NoneType attribute when using DataParallel

amitmore17 · December 26, 2017, 1:32pm

I have a model net() with attribute ‘self.x’.
I can access this attribute using net.x.
When using DataParallel as
net = nn.DataParallel(net, device_ids=[0])
I can access the attribute as net.module.x.
However, when I use
net = nn.DataParallel(net, device_ids=[0,1])
I get NoneType object in return using net.module.x

Following is a code to reproduce it.

import torch
import numpy as np
import torch.nn as nn
import torch.nn.functional as torchF
from torch.autograd import Variable

class Net(nn.Module):
      def __init__(self):
        super(Net, self).__init__()
        self.conv1 = nn.Conv2d(3, 3, kernel_size=3, padding=1, stride=1)	#
    	self.conv2 = nn.Conv2d(3, 3, kernel_size=3, padding=1, stride=1)	#
    	self.x = None
      def forward(self,x):
        x = self.conv1(x)
        self.x = x 
        x = self.conv2(x)
        return x


net = Net()
#net = nn.DataParallel(net, device_ids=[0]) #this line does not produce the error
net = nn.DataParallel(net, device_ids=[0,1]) #this line produces the error
net.cuda()
x = Variable(torch.cuda.FloatTensor(np.random.rand(3,3,7,7)))
out_x=net(x)
out = torchF.l1_loss(out_x,Variable(torch.cuda.FloatTensor(-np.random.rand(3,3,7,7))))
net.zero_grad()
out.backward()
print(type(net.module.x))   
print(net.module.x.size())

amitmore17 · December 26, 2017, 1:37pm

I am new to this forum, so I am unable to write my code with proper indentations.

richard · December 27, 2017, 12:47am

What exactly is your error message?

ngimel · December 27, 2017, 12:58am

This is expected, as you are assigning net.x only in forward. If you are wrapping your model in DataParallel with more than 1 devices (your failing line, device_ids=[0,1], DataParallel operates on model replicas, and changes made to replicas (during forward) are not visible outside forward/backward calls.

amitmore17 · December 27, 2017, 5:50am

Case1:
when running the code with “net = nn.DataParallel(net, device_ids=[0])” line enabled i get following response for the print statements:

<class ‘torch.autograd.variable.Variable’>
(3L, 3L, 7L, 7L)

Case 2:
When I ran the code with “net = nn.DataParallel(net, device_ids=[0,1])” line enabled following is a response:

<type ‘NoneType’>
Traceback (most recent call last):
File “test.py”, line 30, in
print(net.module.x.size())
AttributeError: ‘NoneType’ object has no attribute ‘size’

In summary, the object ‘self.x’ is of type autograd.variable.Variable.
But for Case 2, I get NoneType object in return instead of valid Variable.
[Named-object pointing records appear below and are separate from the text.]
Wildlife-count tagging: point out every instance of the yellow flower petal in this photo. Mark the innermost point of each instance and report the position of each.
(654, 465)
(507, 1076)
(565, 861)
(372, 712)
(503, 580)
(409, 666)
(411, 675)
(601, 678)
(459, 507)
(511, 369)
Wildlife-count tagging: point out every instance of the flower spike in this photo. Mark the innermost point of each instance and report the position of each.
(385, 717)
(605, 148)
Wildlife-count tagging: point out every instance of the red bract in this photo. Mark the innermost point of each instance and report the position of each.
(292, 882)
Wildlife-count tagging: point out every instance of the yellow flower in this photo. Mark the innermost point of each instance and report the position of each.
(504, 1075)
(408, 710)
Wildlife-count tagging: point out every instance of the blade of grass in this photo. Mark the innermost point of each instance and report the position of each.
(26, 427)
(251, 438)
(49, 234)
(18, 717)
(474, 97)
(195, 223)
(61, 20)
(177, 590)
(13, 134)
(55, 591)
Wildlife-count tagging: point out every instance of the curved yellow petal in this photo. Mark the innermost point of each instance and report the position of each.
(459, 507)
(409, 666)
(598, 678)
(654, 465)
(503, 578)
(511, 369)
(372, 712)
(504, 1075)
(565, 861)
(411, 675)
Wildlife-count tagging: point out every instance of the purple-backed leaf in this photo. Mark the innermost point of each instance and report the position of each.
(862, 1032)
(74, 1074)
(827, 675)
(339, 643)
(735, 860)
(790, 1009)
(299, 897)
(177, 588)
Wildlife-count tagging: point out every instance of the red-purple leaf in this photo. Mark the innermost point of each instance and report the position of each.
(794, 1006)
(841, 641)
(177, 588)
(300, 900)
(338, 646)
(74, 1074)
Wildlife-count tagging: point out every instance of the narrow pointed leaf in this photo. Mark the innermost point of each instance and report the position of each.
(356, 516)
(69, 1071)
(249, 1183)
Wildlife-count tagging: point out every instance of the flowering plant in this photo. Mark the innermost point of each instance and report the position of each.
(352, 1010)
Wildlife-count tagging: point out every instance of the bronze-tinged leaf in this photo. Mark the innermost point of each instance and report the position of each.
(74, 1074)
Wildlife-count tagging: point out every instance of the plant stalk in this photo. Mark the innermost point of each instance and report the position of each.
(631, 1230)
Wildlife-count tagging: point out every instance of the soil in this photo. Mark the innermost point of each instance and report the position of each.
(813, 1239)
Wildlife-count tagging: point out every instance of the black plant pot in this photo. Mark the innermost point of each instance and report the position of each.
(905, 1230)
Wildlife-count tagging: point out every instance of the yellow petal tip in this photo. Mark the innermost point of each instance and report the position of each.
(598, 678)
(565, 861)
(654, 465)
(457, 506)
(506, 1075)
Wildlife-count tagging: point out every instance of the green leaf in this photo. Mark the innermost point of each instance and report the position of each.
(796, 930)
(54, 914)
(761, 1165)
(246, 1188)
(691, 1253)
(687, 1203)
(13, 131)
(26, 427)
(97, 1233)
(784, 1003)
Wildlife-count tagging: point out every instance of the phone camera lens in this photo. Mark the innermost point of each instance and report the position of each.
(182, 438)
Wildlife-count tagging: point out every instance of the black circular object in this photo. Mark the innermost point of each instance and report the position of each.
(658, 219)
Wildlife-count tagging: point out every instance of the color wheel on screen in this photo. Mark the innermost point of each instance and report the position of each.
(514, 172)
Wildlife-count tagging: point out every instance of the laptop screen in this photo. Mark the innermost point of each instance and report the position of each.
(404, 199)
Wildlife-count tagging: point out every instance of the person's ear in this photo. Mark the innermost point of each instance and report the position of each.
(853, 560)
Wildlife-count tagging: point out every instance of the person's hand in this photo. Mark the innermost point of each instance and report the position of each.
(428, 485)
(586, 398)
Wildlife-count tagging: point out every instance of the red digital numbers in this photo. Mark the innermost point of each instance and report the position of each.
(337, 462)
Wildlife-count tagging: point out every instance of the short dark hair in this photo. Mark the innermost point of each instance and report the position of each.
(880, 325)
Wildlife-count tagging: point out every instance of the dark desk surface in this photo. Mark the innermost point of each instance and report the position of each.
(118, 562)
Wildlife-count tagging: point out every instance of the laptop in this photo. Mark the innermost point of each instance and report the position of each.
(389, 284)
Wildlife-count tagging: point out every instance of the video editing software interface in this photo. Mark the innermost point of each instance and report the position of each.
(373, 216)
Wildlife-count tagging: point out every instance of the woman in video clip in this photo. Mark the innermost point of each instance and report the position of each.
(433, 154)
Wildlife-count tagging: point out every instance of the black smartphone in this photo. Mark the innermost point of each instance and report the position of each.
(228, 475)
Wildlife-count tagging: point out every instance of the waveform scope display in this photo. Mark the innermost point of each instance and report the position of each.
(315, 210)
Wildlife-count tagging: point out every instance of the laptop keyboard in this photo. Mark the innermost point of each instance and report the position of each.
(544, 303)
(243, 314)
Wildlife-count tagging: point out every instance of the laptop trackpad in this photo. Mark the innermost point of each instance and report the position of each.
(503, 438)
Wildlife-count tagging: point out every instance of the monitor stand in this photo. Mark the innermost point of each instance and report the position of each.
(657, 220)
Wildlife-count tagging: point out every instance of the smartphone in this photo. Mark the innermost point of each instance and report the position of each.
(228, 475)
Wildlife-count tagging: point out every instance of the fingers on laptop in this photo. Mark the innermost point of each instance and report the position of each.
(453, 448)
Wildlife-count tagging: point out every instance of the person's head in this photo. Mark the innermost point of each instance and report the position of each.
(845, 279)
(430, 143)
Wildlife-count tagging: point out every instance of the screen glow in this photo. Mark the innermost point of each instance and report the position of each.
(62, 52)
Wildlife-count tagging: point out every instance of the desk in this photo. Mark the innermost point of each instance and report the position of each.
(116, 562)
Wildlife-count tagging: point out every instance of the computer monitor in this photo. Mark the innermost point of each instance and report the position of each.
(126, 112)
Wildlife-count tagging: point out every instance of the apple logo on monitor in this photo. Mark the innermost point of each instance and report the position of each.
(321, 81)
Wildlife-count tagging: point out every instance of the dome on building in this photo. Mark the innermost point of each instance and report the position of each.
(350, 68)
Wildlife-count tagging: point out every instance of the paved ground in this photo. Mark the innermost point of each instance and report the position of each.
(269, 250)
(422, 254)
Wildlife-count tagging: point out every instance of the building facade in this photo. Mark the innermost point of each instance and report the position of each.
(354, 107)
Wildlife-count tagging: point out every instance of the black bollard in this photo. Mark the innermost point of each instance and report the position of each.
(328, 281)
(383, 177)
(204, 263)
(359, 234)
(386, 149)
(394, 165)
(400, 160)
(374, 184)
amitmore17 · December 27, 2017, 5:53am

@ngimel : Thanks, I get it now.
Is there any way around this situation? I am training a model on multiple GPUs and need to access some model attributes assigned during forward pass for debugging purposes.

ngimel · December 27, 2017, 7:40pm

Try modifying your forward to also return the attribute you are interested in, e.g.:

y = self.conv1(x)
x = self.conv2(y)
return x,y

and inspect returned values of your net. Or use distributed instead of DataParallel.